Think of God forming you in this way. Psalm 139 talks about it a little bit.  


13 For you [God] created my inmost being; you knit me together in my mother’s womb. 

14 I praise you because I am fearfully and wonderfully made;  your works are wonderful, 

    I know that full well. 

15 My frame was not hidden from you when I was made in the secret place, when I was woven together in

the depths of the earth. 

16a Your eyes saw my unformed body. 


The idea that God has that kind of personal knowledge about each us, about you, before any of us were even

born. Then, God does more. God gives the breath of life.  Not just humans, but all creatures can breathe as a

result of God’s respiration. Everything that breathes shares the Creator’s breath (both plants and animals). All

live because the Creator’s Spirit penetrates all flesh. 


Think about it as you breathe. It is involuntary on your part. You need it to live, before, food, water, shelter, or

clothes. We need to breathe. In that way, before anything else, God gives life. 


Continuing in Genesis … 

8 Now the Lord God had planted a garden in the east, in Eden; and there he put the man he had formed.

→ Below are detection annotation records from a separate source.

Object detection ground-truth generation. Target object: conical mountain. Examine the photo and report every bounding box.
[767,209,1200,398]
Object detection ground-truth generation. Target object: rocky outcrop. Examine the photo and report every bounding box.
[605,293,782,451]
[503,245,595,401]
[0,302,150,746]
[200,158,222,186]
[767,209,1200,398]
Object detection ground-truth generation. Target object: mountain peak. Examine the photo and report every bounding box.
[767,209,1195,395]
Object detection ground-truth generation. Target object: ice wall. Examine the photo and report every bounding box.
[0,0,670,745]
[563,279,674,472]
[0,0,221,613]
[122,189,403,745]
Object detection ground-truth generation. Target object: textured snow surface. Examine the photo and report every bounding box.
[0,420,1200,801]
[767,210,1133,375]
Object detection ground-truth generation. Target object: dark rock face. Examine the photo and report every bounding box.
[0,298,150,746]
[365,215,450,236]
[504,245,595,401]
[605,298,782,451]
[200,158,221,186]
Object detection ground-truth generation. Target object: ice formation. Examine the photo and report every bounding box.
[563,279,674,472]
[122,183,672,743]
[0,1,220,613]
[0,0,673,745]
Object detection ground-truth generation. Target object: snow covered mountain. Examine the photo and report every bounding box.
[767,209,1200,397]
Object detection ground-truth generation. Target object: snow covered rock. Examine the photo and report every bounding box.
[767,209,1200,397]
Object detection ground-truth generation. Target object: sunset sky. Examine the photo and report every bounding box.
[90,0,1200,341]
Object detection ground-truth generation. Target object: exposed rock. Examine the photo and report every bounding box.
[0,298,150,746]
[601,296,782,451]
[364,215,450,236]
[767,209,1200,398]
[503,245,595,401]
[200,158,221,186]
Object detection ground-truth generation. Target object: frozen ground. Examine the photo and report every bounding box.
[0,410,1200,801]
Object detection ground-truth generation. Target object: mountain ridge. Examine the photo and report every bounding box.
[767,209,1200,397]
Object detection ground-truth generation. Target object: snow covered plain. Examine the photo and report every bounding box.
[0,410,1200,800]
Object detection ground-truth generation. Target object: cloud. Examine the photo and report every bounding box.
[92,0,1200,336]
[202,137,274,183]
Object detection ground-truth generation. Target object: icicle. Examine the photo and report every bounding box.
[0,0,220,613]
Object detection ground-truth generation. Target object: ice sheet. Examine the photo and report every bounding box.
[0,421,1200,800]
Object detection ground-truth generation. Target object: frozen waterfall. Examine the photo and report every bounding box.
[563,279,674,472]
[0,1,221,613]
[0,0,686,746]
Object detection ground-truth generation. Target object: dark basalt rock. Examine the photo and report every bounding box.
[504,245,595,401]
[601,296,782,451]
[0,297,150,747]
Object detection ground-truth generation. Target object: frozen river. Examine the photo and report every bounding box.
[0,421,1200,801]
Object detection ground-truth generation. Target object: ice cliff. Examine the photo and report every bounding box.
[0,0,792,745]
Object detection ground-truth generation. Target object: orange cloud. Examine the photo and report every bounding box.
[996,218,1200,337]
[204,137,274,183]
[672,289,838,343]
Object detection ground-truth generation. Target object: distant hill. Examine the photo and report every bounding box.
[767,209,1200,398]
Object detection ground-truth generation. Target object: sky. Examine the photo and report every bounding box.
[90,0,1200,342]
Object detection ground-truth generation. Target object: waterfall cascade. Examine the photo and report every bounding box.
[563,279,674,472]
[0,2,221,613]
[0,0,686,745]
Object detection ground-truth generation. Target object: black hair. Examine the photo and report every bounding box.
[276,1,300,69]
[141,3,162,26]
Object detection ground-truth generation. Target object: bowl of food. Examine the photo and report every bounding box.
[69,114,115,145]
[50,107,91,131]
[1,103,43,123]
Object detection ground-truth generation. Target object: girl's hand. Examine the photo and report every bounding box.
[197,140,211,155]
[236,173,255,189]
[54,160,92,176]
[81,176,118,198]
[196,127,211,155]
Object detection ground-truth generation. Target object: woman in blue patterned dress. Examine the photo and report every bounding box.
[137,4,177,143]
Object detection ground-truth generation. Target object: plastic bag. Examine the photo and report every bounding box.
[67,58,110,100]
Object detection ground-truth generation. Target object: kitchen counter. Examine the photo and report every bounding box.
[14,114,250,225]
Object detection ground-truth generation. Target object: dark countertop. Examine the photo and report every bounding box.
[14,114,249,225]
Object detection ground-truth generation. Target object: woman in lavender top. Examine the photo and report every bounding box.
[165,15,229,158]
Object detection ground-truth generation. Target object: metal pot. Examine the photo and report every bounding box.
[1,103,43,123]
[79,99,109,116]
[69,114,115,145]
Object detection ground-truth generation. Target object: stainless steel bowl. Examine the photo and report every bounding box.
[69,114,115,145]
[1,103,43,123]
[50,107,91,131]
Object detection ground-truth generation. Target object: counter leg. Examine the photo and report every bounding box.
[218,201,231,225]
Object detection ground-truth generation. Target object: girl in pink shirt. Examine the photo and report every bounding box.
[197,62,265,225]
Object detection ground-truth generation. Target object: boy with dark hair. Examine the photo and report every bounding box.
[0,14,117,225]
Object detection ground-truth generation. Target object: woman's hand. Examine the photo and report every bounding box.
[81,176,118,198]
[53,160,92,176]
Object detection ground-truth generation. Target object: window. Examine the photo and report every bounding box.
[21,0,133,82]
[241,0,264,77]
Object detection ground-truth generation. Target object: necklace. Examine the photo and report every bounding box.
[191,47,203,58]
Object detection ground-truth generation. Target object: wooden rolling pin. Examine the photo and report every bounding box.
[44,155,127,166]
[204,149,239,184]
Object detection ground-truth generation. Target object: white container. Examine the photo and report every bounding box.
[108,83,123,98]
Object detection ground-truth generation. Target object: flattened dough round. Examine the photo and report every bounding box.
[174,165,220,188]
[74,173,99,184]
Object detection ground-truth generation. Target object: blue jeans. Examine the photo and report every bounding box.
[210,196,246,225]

9 The Lord God made all kinds of trees grow out of the ground—trees that were pleasing to the eye and

good for food. In the middle of the garden were the tree of life and the tree of the knowledge of good and evil. 


15 The Lord God took the man and put him in the Garden of Eden [ also translated as the Garden of Delight]

to work it and take care of it. 16 And the Lord God commanded the man, “You are free to eat from any tree

in the garden; 17 but you must not eat from the tree of the knowledge of good and evil, for when you eat from

it you will certainly die.” 


So we have humanity who has been made in God’s image. They have been given responsibility to care for and rule over

the earth. It’s not just for royalty. It is for everyone. We can have this picture of these absolute rulers who could command

their subjects to fulfill their every whim. Building extravagant palaces. Preparing feasts of choice delicacies. Building

monuments and tombs, fighting in battles and wars for their legacy. We could think that God is saying that all humanity

has the right to rule the earth in the same way.  


But, I want you to think about where God puts the first humans. God puts them in a garden, and the task is to work the

garden and take care of it. Yes, Adam was allowed to use the resources of the garden for his needs. He needed to eat. He

was allowed to eat from the garden, but his mandate was to work it and care for it. Made in the image of God, humans

could use their creativity to grow more things. They were to be “fruitful and multiply” in the language of the KJV. In other

words, they were to do more than simply exist. They were supposed to make things grow. Grow plants. Grow families.

Grow communities. They were to do it in the way that God defines as good that which produces life and abundance. God

sets the rule, and humanity is set on the path of success. Will they do it? Will they trust God? 


It is an opportunity that we are all given. We are fearfully and wonderfully made in God’s image. No matter what happened

after, that is where we all start. The role that was created for us, to which we are all called is to reflect that image into the

world. We are called to share God’s love. We are called to steward (take care of, nurture, and guard) God’s good world on

God’s behalf. As humans, we were fashioned to reflect the creativity, goodness, and character of God in the world. This

unique privilege of fellowship, friendship, partnership (an unequal partnership to be sure) between God and humankind

differentiates us from other created beings.  


As we go about our week, look at the world around you, and try to see it from that perspective. We are a vital part of God’s

Epic Adventure Story. Everyone has an important part to play whether it looks like it, from our perspective or not.